How do I read characters in a string as their UTF-32 decimal values?

0

Issue

I have, for example, this Unicode string, which consists of the Cyclone and the Japanese Castle defined in C# and .NET, which uses UTF-16 for its CLR string encoding:

var value = "🌀🏯";

If you check this, you find very quickly that value.Length = 4 because C# uses UTF-16 encoded strings, so for these reasons I can’t just loop on each character and get its UTF-32 decimal value: foreach (var character in value) result = (ulong)character;. It begs the question, how can I get the UTF-32 decimal value for each character in any string?

Cyclone should be 127744 and Japanese Castle should be 127983, but I am looking for a general answer that can take any C# string and always produce a UTF-32 decimal value out of each character inside of it.

I’ve even tried taking a look at Char.ConvertToUtf32, but this seems to be problematic if, for example:

var value = "a🌀c🏯";

This has a length of 6. So, how do I know when a new character begins?

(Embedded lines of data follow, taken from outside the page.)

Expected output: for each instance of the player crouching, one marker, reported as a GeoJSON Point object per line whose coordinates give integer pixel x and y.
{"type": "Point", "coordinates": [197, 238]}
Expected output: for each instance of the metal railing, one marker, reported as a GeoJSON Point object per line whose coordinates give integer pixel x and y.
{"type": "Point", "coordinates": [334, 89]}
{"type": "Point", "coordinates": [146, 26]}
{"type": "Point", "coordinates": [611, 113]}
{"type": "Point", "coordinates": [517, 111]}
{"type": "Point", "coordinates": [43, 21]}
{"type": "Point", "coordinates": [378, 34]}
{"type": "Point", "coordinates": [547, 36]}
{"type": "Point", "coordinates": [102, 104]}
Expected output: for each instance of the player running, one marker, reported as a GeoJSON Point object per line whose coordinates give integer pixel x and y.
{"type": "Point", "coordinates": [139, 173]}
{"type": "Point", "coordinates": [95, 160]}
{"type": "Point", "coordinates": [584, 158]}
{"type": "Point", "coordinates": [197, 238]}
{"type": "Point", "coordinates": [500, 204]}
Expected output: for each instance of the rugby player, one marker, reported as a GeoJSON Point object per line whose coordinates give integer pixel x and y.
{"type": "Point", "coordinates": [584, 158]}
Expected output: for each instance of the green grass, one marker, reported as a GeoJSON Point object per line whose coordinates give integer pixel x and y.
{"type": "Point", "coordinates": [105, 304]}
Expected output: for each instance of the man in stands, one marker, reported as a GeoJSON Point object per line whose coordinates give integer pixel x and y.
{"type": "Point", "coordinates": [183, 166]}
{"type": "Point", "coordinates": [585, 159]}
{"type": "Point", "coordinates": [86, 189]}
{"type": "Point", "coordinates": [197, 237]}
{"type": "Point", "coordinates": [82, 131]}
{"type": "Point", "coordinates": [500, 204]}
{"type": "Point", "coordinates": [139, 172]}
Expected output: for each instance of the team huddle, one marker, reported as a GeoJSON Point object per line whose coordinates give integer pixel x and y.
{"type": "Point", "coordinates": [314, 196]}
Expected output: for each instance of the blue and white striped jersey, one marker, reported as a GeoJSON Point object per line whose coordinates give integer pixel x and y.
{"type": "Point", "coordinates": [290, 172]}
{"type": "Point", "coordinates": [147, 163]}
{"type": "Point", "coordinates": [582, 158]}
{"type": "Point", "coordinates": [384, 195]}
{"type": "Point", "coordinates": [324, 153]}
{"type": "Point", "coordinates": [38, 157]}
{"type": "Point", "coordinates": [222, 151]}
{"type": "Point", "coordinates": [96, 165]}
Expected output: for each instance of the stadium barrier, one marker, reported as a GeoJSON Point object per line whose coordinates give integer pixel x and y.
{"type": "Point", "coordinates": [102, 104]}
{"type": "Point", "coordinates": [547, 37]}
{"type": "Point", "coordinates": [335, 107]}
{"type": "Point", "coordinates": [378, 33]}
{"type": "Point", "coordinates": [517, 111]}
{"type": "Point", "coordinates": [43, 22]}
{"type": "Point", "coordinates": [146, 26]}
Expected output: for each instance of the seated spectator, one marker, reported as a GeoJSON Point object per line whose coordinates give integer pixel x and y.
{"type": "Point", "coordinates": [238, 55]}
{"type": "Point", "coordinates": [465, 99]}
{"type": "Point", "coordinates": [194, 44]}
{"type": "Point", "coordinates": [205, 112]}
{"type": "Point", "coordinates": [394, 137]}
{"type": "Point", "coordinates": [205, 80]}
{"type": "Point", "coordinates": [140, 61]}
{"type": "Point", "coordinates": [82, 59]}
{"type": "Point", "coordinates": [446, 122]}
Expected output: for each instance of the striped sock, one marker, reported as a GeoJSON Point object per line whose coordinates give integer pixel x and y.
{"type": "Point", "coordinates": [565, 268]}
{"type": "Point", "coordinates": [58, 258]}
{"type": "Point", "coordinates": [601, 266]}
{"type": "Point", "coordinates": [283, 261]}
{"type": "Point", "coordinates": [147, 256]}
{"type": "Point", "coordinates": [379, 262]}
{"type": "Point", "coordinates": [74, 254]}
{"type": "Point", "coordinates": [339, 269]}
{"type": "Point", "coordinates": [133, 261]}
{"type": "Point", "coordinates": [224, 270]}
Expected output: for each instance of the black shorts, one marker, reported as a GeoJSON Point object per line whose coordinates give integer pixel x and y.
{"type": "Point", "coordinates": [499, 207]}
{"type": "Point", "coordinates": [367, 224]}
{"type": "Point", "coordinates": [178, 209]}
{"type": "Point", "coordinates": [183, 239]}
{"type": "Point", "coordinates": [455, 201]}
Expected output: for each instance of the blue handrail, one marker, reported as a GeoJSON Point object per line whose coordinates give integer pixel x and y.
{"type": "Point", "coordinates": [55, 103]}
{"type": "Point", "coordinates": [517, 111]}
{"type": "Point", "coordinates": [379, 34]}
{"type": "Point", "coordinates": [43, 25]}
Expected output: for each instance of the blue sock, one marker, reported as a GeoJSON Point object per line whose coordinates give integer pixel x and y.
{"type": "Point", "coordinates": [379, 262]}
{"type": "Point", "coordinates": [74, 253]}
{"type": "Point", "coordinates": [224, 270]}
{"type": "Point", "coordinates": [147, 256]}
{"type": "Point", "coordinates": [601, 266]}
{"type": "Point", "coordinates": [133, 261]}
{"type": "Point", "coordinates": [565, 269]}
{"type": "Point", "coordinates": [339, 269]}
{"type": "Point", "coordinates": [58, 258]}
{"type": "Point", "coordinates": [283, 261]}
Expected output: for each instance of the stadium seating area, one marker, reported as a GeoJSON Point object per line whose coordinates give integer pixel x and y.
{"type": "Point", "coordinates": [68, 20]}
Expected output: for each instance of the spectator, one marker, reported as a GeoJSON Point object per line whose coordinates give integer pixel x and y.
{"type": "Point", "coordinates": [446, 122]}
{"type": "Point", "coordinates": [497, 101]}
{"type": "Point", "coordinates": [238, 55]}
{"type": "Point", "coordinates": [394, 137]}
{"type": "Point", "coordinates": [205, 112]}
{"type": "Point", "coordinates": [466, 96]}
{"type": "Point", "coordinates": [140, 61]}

For example:

Char.ConvertToUtf32(value, 0)   97  int
Char.ConvertToUtf32(value, 1)   127744  int
Char.ConvertToUtf32(value, 2)   'Char.ConvertToUtf32(value, 2)' threw an exception of type 'System.ArgumentException'   int {System.ArgumentException}
Char.ConvertToUtf32(value, 3)   99  int
Char.ConvertToUtf32(value, 4)   127983  int
Char.ConvertToUtf32(value, 5)   'Char.ConvertToUtf32(value, 5)' threw an exception of type 'System.ArgumentException'   int {System.ArgumentException}

There is also the:

public static int ConvertToUtf32(
    char highSurrogate,
    char lowSurrogate
)

But for me to use this as well I need to figure out when I have surrogate pairs. How can you do that?

Solution

Here is an extension method that illustrates one way to do it. The idea is that you can loop through each character of the string, and use char.ConvertToUtf32(string, index) to get the unicode value. If the returned value is larger than 0xFFFF, then you know that the unicode value was composed of a set of surrogate characters, and you can adjust the index value accordingly to skip the 2nd surrogate character.

Extension method:

public static IEnumerable<int> GetUnicodeCodePoints(this string s)
{
    for (int i = 0; i < s.Length; i++)
    {
        int unicodeCodePoint = char.ConvertToUtf32(s, i);
        if (unicodeCodePoint > 0xffff)
        {
            i++;
        }
        yield return unicodeCodePoint;
    }
}

Sample usage:

static void Main(string[] args)
{
    string s = "a🌀c🏯";

    foreach(int unicodeCodePoint in s.GetUnicodeCodePoints())
    {
        Console.WriteLine(unicodeCodePoint);
    }
}

Answered By – sstan

This Answer collected from stackoverflow, is licensed under cc by-sa 2.5 , cc by-sa 3.0 and cc by-sa 4.0

Leave A Reply

Your email address will not be published.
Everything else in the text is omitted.